Recently, gene testing for defects is being done to clarify the basic cause for RP and assist in ultimately finding a treatment.
Treatments and drugs in Ayurveda
After the diagnosis, the doctor sets out to treat the patient in a very systematic manner. This would include a set of appropriate Panchakarma treatments and Rasayana therapies .
The Panchakarma Treatments are meant to flush out the toxins, They are classified as pre-purification, main purification and post purification phases and include various types of therapies like oil massages, fermented liquid massages, medicinal enemas, herbal purification methods.
After body purification rasayana therapies along with Netra Kriya-kalpa’s were started such as:
1.Sekam :- An eye wash using medicated kashayam.
2.Anjanam :- An application of medicine in the form of paste to he eye.
3.Aschotanam :- An adminestration of eye drops to the eye.
4.Tharpanam :- Keeping medicated ghee over the eye for a stipulated period, making concentric boundary around the orbit.
5.Puttapakam :- Keeping medicaments prepared out of plant extracts,Fats & certain minerals over the eye for a stipulated period, making concentric boundary around the orbit.

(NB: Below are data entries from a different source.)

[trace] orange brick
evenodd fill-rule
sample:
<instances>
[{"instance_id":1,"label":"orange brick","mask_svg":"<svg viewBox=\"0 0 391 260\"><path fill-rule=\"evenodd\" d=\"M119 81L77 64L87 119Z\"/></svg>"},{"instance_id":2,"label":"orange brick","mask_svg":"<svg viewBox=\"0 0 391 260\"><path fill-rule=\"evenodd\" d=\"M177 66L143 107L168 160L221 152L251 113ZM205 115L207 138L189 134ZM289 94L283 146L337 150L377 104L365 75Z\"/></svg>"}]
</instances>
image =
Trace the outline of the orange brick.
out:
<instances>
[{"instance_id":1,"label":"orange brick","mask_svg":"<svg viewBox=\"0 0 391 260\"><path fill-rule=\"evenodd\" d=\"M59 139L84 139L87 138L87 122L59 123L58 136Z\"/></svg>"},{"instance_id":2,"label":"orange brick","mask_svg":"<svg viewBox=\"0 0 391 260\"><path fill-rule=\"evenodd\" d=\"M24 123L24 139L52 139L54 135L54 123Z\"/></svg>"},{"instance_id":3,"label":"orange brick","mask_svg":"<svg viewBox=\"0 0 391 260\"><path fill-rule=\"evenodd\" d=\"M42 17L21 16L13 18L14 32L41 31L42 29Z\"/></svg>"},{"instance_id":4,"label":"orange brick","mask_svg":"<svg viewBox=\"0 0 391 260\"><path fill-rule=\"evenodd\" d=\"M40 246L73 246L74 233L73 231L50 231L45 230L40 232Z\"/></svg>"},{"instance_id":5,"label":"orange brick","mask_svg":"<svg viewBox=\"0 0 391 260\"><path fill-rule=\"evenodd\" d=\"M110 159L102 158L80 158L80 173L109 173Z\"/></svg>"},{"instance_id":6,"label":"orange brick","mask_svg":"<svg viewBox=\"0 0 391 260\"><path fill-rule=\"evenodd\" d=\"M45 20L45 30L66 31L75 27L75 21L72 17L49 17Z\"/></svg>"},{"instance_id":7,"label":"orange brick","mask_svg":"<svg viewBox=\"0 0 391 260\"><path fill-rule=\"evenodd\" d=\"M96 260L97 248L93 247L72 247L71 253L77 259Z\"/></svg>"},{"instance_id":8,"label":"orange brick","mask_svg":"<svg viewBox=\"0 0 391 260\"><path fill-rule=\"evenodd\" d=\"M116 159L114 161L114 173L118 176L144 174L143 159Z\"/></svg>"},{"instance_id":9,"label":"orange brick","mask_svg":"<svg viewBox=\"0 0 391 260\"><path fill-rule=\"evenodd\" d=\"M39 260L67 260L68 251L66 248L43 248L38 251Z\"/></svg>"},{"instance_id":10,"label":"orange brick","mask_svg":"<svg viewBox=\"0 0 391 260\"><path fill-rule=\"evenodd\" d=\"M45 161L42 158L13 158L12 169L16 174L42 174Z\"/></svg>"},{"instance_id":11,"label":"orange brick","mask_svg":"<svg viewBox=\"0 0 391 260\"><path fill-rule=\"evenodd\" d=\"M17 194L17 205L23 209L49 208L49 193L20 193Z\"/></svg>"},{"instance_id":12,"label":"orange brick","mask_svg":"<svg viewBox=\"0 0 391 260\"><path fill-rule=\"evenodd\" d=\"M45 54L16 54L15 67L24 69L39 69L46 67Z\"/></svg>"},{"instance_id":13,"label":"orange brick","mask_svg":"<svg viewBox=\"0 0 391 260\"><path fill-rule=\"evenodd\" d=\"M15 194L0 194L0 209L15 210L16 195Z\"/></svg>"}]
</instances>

*In all the above kriya-kalpa different types of drugs are selected by your doctor according to the doshas involved.
Oral medication :
The oral medicine used for treating the disease will be extracts of pure medicinal herbs, leaves, spices etc. These are prepared specifically to restore the lost balance and to provide the needed inputs to improve the condition of patient. kashayams and Arishtam – herbal decoctions and fermentations lehyams – semi solid formulation are commonly prescribed.
Brinjal, Lady finger, Jackfruit, Curd, Pickles, Lemon, Oily-Spicy food should be avoided .
• Include a variety of colorful fruits and vegetables in your diet . The antioxidant vitamins in the fruits and vegetables contribute to eye health. Eating a variety of colors ensures that you’re getting a variety of vitamins.
• Choose healthy fats. Healthy unsaturated fats, such as the fats found in olive oil, may help protect your vision. Choose these healthy fats over saturated fats, such as butter, and trans fats, such as partially hydrogenated oils found in packaged foods.
• Choose whole grains over refined grains . Choose whole grains, such as whole-wheat bread, over refined grains, such as white bread.
• Add fish to your diet. Fish contain omega-3 fatty acids that may help reduce the risk of vision loss related to macular degeneration. Fish that contain high levels of omega-3 fatty acids include salmon, sardines and tuna. Omega-3 fatty acids can also be found in supplements and nuts, such as walnuts.